Differences in pronunciation duration between different languages are inevitable, which leads to synchronization problems. Strategies to solve this problem include speeding up audio playback or extending the length of video clips, as well as using the blank intervals between subtitles to make adjustments to achieve optimal synchronization.

If no adjustments are made and the subtitles are embedded directly according to the original timestamps, it will inevitably happen that the subtitles have disappeared, but the person is still speaking, or the person in the video has finished speaking and closed their mouth, but the audio is still playing.

To solve this problem, there are two relatively simple methods:

  1. Speed up audio playback to force playback within the subtitle time interval to achieve synchronization.

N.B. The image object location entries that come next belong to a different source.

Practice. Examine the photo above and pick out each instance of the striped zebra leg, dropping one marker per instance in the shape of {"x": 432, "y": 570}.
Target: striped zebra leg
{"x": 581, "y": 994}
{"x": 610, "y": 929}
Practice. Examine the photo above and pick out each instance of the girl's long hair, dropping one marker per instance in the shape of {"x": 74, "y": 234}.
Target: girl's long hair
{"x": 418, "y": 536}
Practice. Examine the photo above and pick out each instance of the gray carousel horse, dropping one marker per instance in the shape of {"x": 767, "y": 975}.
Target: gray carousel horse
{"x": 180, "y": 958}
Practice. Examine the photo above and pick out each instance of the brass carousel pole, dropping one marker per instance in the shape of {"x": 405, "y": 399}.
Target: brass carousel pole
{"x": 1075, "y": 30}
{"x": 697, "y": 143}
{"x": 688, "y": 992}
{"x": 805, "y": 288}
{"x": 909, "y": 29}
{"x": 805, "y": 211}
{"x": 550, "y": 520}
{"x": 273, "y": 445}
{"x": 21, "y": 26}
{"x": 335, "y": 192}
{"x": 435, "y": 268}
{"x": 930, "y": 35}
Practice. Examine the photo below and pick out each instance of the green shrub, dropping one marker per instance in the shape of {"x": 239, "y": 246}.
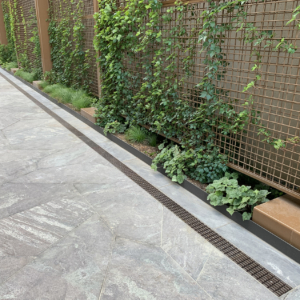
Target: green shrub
{"x": 227, "y": 191}
{"x": 207, "y": 166}
{"x": 135, "y": 134}
{"x": 114, "y": 127}
{"x": 44, "y": 84}
{"x": 174, "y": 161}
{"x": 78, "y": 98}
{"x": 6, "y": 53}
{"x": 152, "y": 140}
{"x": 30, "y": 77}
{"x": 10, "y": 65}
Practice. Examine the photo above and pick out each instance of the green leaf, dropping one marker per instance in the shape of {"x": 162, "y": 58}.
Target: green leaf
{"x": 247, "y": 216}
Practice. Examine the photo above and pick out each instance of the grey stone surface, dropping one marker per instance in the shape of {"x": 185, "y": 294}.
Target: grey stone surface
{"x": 18, "y": 197}
{"x": 77, "y": 173}
{"x": 138, "y": 271}
{"x": 3, "y": 141}
{"x": 25, "y": 235}
{"x": 263, "y": 253}
{"x": 81, "y": 154}
{"x": 184, "y": 245}
{"x": 24, "y": 125}
{"x": 143, "y": 217}
{"x": 72, "y": 269}
{"x": 145, "y": 171}
{"x": 294, "y": 294}
{"x": 15, "y": 163}
{"x": 223, "y": 279}
{"x": 6, "y": 120}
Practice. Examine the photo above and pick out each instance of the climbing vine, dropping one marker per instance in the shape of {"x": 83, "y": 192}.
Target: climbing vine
{"x": 71, "y": 63}
{"x": 156, "y": 96}
{"x": 7, "y": 52}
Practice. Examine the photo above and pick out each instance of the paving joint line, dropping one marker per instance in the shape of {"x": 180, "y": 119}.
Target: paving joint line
{"x": 273, "y": 283}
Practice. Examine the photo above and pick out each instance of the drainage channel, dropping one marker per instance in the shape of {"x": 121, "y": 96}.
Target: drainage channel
{"x": 261, "y": 274}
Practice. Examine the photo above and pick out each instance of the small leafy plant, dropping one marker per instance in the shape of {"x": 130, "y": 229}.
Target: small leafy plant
{"x": 204, "y": 166}
{"x": 152, "y": 140}
{"x": 136, "y": 134}
{"x": 227, "y": 191}
{"x": 10, "y": 65}
{"x": 174, "y": 161}
{"x": 114, "y": 127}
{"x": 78, "y": 98}
{"x": 28, "y": 76}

The disadvantage is that the speaking speed is sometimes fast and sometimes slow, resulting in a poor experience.

  2. Play the video clip in the subtitle interval at a slower speed, that is, extend the video clip until the length matches the new dubbing length, which can also achieve synchronization. The disadvantage is that the picture will have a stuttering effect.

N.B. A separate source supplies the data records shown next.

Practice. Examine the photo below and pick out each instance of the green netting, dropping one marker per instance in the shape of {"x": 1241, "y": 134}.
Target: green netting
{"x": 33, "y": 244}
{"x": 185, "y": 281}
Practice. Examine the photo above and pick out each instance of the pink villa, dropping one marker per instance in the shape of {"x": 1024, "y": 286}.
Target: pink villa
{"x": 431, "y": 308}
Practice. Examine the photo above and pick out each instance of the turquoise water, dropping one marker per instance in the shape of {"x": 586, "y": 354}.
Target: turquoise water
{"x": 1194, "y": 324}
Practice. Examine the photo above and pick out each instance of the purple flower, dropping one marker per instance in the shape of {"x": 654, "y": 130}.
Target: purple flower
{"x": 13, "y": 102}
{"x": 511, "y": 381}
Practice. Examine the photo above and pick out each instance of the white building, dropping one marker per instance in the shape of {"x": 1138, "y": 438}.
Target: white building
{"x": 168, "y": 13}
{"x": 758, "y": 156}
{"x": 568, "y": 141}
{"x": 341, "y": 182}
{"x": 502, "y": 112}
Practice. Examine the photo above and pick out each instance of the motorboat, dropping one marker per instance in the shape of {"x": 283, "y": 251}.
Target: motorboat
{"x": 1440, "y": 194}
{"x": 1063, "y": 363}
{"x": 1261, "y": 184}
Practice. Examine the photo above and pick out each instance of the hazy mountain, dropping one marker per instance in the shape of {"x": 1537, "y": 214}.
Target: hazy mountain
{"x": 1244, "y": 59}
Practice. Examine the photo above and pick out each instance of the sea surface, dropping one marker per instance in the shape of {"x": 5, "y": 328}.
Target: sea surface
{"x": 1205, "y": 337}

Both methods can be used simultaneously, that is, the audio is accelerated while the video clip is extended, which prevents the audio from accelerating too quickly and also prevents the video from extending too much.

Depending on the actual situation of the video, you can also use the blank interval between 2 subtitles. First, try to accelerate the audio within the blank interval time specified by the subtitles without accelerating the audio. If it can be played normally, there is no need to accelerate, which will be better. Of course, the disadvantage is that the video screen has finished speaking, but the actual audio is still playing.

Synthesis and Output

After completing the above steps, embed the translated subtitles and dubbing into the original video. This can be easily achieved using tools such as ffmpeg. The final generated video file completes the translation process.

ffmpeg -y -i 原视频.mp4 -i 配音音频.m4a -c:v libx264 -c:a aac -vf subtitles=字幕.srt out.mp4

Difficult to Solve Problems: Multiple Speaker Recognition

Speaker role recognition, that is, synthesizing different dubbing according to different character roles in the video, involves speaker recognition and requires pre-specifying several speaker roles. It is barely suitable for ordinary one- or two-person dialogues, but for most videos, it is difficult to determine several speaker roles in advance, and the final synthesized effect is also very poor, so this part has not been considered for the time being.

Summary

The above is just a simple process principle. In fact, to achieve good translation results, there are many points to pay attention to, such as the pre-processing of the original video input format (mov/mp4/avi/mkv), splitting the video into audio and silent video, separating human voice from background noise in the audio, processing the results of batch translation to speed up subtitle translation, re-splitting when blank lines appear in subtitles, generating and embedding dual subtitles, and so on.

Through this series of steps, the video translation task can be successfully completed, seamlessly converting video content into the target language. Although there may be some technical challenges in the process, with the continuous progress and optimization of technology, the quality and efficiency of video translation are expected to be further improved in the future.